On the other hand, the unvoiced status quo of the Pokémon franchise functions surprisingly well from a narrative perspective since it creates a natural stopping point for players to develop and propagate their own canon—you build off the director’s work instead of finishing it for them. Attempting to impose voice acting over this dynamic is actually a hindrance since it forces you to parse through the director and voice actor’s interpretation without providing you space for your own. For any professional Let’s Play of a game with dialogue, the player will read the dialogue in a voice they deem fitting if the character itself is not voiced. When the character is voiced, the player will wait for them to finish and move on. I’ve timestamped examples of both in their respective order below.
Your voice will decide
In Pokémon HeartGold and SoulSilver, Red stands atop the summit of Mt. Silver looking for a worthy challenger. He doesn’t say a word when you approach him to battle, yet he steals the show. Red is you from the prior generation of Pokémon games and speaks only in ellipses because Game Freak knows they know nothing about you. You fill in the gaps as to who Red is. You are the co-producer of the game—them giving Red any voice but yours is to deny who you are.
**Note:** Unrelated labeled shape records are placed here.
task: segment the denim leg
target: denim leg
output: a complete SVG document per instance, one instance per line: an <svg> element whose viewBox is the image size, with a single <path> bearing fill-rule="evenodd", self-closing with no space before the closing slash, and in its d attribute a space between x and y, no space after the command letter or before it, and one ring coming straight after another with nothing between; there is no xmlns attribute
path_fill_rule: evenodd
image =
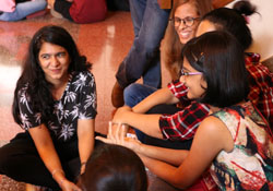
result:
<svg viewBox="0 0 273 191"><path fill-rule="evenodd" d="M124 104L129 107L133 107L155 91L157 91L157 88L147 85L136 83L131 84L124 89ZM143 143L146 134L138 129L134 129L134 132L138 140Z"/></svg>
<svg viewBox="0 0 273 191"><path fill-rule="evenodd" d="M134 4L135 2L139 2L139 4L142 2L143 5L144 0L131 0L130 3L132 2ZM131 7L134 4L131 4ZM140 21L141 16L135 19L140 14L135 14L134 10L132 12L132 21L133 23L138 23L135 21ZM157 0L146 0L140 28L134 24L134 32L138 34L135 34L133 45L116 74L121 87L127 87L144 74L146 74L143 79L144 84L154 87L161 86L159 46L167 27L168 15L169 10L162 10ZM149 71L151 68L154 70Z"/></svg>
<svg viewBox="0 0 273 191"><path fill-rule="evenodd" d="M19 21L47 7L46 0L26 1L16 4L13 12L4 12L0 15L0 21Z"/></svg>

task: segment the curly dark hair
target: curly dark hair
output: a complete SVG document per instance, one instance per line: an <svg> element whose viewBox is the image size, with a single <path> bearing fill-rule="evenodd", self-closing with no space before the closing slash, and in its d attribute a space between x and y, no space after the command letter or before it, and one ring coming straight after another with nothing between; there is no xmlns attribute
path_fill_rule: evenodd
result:
<svg viewBox="0 0 273 191"><path fill-rule="evenodd" d="M22 124L19 109L19 91L27 85L27 95L32 100L34 112L41 114L41 121L46 122L51 118L54 98L50 93L50 84L39 64L38 55L44 43L50 43L63 47L70 57L69 73L87 71L92 64L86 57L81 56L72 36L61 26L47 25L41 27L33 36L28 53L24 61L23 72L16 83L12 105L12 114L16 123Z"/></svg>
<svg viewBox="0 0 273 191"><path fill-rule="evenodd" d="M223 29L233 34L241 44L244 49L250 47L252 44L252 35L248 27L247 16L257 12L257 8L249 1L238 1L234 4L233 9L218 8L206 13L202 21L213 23L217 29Z"/></svg>
<svg viewBox="0 0 273 191"><path fill-rule="evenodd" d="M83 191L146 191L147 176L132 150L100 144L88 158L78 184Z"/></svg>
<svg viewBox="0 0 273 191"><path fill-rule="evenodd" d="M249 83L244 48L233 35L224 31L205 33L188 41L182 56L207 83L199 102L223 108L246 100Z"/></svg>

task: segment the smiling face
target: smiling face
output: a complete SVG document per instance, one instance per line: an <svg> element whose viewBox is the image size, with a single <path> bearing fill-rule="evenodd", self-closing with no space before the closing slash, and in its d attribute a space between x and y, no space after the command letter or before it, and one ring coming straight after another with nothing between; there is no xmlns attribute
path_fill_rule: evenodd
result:
<svg viewBox="0 0 273 191"><path fill-rule="evenodd" d="M203 35L204 33L214 32L216 29L217 28L216 28L215 24L213 24L212 22L210 22L207 20L204 20L199 24L195 36L198 37L198 36Z"/></svg>
<svg viewBox="0 0 273 191"><path fill-rule="evenodd" d="M187 2L179 5L175 11L175 17L186 19L186 17L199 17L197 8L193 3ZM198 26L198 21L195 20L192 26L187 26L181 21L179 26L176 26L176 32L179 36L180 43L186 44L191 38L194 37Z"/></svg>
<svg viewBox="0 0 273 191"><path fill-rule="evenodd" d="M43 43L38 60L48 82L56 84L68 81L70 58L63 47Z"/></svg>
<svg viewBox="0 0 273 191"><path fill-rule="evenodd" d="M181 75L180 82L188 87L187 97L189 99L197 99L203 96L205 88L207 87L206 82L203 80L202 74L197 74L199 71L193 69L187 58L183 58L183 71L186 73L194 73L189 75Z"/></svg>

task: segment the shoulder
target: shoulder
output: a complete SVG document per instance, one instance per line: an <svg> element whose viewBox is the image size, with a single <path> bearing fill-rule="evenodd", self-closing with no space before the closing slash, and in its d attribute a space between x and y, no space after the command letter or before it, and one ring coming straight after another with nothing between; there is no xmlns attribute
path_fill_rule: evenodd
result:
<svg viewBox="0 0 273 191"><path fill-rule="evenodd" d="M94 81L95 76L90 71L76 72L73 74L72 81L90 82Z"/></svg>
<svg viewBox="0 0 273 191"><path fill-rule="evenodd" d="M209 116L199 126L197 138L206 140L217 150L230 151L233 148L233 138L226 124L214 116Z"/></svg>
Times do exist in Pokémon where voice acting seems necessary. There is not much of an argument to be had with Piers, and the standards for realism in the market keep rising as console games reach new graphical heights. However, we need to understand that trusting Game Freak’s taste in voice actors requires us to subdue our own role in the production process for the better or worse. Pokémon is heavily driven by its community and video games are defined by human interaction—we should not lose sight of either.
Take a moment right now to battle Red. What do you want out of a game? Do you feel coddled or empowered by opportunities to represent yourself? Do you want to experience someone else’s narrative, or attempt to create your own?
Red doesn’t have much of a voice, but you do. Make sure to use it.